One factor the ADR probably won’t accept is the reality that if new tenants move in to find an already damaged carpet, they will subconsciously be less careful of it than if the carpet was in pristine condition (that’s true I think for all of us, it’s just human nature). That in turn then is likely to increase the rate of deterioration, since future tenants may be less careful going forward as the carpet gets older. But I’m not sure you could ever work out a financial formula to account for human nature!

I think writing up a guide on this kind of thing is a brilliant idea Sam, as it’s exactly the kind of dilemma landlords face on a day to day basis if they are making every effort to be fair, but don’t know what that will look like in financial terms. Such a guide could save a lot of stress and hopefully encourage better landlording.

On that basis, one more question: our tenants have put up a mirror without permission, saying that it’s put up with a ‘safe’ adhesive that doesn’t cause damage when removed. That remains to be seen of course, but if there is damage when they remove it this weekend, would it be fair to tell them we can’t give a sum for deduction up front, as we will need to get it repaired and will deduct the cost of the repair invoice when we have it? Or if it’s minor damage we could repair ourselves, what is the fairest thing to do in that case?

By the way Mr T, I think your definition of wear and tear is a really good one. If only DPS and other bodies could come up with this kind of helpful guidance!

Many thanks,

Hi Simon,
Like you say a relatively new carpet is now damaged and all these little bits and pieces add up to making a property look shabby quite quickly. Our house was recently refurbished and asked for no nails in wall etc. but tenants still did it and also put up what I would assume to be banners, (maybe birthday etc) and blue tack still took paint off the wall. House has become run down far sooner than expected, but that’s the nature of the beast I guess and all a learning curve.
Would be interesting to hear of others experiences with the DPS disputes resolution service.

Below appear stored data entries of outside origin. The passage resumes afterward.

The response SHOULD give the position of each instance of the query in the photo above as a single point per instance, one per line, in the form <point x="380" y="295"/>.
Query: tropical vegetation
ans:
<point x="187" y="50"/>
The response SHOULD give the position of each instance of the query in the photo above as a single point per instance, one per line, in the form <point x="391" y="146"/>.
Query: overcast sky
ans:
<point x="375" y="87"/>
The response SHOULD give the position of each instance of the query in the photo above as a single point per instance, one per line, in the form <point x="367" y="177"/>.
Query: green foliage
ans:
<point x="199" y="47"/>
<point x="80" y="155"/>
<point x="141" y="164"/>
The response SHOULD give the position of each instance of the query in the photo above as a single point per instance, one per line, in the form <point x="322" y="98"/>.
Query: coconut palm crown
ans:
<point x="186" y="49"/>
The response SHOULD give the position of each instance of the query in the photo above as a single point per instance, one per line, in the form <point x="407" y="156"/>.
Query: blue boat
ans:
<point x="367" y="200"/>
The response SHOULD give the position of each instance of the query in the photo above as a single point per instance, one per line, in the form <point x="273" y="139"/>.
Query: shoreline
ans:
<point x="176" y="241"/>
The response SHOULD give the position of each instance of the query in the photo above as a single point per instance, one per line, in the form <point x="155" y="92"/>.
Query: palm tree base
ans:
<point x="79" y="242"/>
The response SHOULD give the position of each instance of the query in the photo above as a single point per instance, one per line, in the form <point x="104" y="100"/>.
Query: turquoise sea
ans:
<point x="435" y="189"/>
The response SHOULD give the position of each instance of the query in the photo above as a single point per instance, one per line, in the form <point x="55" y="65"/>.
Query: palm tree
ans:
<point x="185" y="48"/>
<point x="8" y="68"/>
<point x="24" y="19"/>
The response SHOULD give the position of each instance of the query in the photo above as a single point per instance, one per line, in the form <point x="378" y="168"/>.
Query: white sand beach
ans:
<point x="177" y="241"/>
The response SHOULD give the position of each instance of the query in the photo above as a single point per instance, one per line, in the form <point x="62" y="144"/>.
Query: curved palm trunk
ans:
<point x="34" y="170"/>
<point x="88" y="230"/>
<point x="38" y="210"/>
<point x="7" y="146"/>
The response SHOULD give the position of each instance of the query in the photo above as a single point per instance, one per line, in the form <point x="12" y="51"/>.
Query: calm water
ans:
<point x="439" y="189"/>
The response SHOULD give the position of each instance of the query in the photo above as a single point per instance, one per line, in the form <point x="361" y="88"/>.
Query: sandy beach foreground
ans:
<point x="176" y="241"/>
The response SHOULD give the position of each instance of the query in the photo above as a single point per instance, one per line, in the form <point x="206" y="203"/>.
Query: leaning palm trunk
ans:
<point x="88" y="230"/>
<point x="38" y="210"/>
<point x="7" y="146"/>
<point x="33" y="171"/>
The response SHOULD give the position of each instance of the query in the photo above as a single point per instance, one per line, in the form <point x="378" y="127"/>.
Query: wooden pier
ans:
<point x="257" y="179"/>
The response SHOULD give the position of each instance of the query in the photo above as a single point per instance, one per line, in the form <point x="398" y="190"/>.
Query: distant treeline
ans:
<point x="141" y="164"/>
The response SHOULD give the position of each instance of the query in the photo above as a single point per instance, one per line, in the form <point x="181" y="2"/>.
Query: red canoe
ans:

@Mr_T just wanted to reply to this point you made.

What I said in reply to Simon, above, does not relate to wear and tear. You cannot deduct any money for wear and tear. What I explained above only applies to damage.


Hi Sam,
Yes I fully understand that ‘fair wear and tear’ is not something that can be deducted from a tenants deposit. I was merely stating my perception of what ‘wear and tear’ is as per his question.
‘Based on how long something is expected to last and the mathematical equation’ was indeed, referring to the damage to his carpet.

Ah my apologies! Yes quite right.

Hi Sam,
could you perhaps clarify one thing on the issue of the carpet damage we’ve discussed? Using your ‘mathematical equation’, would the ‘cost of carpeting’ include the cost of fitting, or just the replacement value of the carpet itself? The quote I had for supply/fitting/labour was £350 but the purchase price of the actual carpet is £260…
Any thoughts also on the issue of potential damage to the wall via hanging a mirror?